The dimethyl yellow scandal was set off after Hong Kong’s Center for Food Safety discovered the prohibited dye earlier this month in prepackaged pepper-flavored dried tofu from Te Chang Food (德昌食品).
Chiang said that since dimethyl yellow is an unanticipated ingredient in the manufacturing of soybean products, it is not included in the agency’s routine tests.
“However, given this incident, the agency is to subject soybean products to dimethyl yellow tests in the future, in addition to the original testing of items for metanil yellow, hydrogen peroxide and preservatives,” Chiang said.

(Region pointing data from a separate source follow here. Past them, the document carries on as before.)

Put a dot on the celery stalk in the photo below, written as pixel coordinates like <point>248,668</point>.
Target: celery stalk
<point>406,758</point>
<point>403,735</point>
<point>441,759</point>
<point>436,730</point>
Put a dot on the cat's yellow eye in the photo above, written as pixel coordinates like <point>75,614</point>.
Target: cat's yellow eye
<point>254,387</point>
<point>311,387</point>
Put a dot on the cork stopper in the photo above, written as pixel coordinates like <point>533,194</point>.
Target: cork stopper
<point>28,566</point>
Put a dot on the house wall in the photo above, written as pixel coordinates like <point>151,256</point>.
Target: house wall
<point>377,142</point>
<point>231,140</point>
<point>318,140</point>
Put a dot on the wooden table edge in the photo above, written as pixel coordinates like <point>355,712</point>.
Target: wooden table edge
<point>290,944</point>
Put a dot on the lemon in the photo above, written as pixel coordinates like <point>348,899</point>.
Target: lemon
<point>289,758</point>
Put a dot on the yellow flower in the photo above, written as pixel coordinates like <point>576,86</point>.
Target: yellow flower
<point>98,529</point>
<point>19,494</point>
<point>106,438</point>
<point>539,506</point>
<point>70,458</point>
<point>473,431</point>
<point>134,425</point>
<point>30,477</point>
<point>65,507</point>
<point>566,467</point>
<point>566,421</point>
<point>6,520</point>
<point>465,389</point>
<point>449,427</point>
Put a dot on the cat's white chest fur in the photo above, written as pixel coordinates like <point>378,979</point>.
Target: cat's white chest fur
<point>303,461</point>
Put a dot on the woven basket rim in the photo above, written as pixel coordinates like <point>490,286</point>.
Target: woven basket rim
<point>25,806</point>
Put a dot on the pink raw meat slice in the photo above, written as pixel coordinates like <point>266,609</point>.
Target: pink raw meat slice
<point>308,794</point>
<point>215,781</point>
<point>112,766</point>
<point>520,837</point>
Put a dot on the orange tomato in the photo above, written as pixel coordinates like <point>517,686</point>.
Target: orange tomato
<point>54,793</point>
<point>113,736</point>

The 10 firms identified so far are Greater Taichung’s Te Chang Food, Yunlin County’s Huang Dah Mu Foods Co (黃大目食料品), Changhua County’s Yu Hsiang Food Co (裕香食品), Hsinchu County’s Li Yi Food (立義食品), New Taipei City’s Bao Hong Co (寶鴻企業), as well as Taipei’s Kuo Tai Hsin Yang Co (國泰欣陽), Chu Hsien Co (居賢), Pai Wei Chi Pin Food Co (百味集品食品), Hsiang Yi International Food (祥邑國際食品) and Yi Ching Hu Co (一金湖).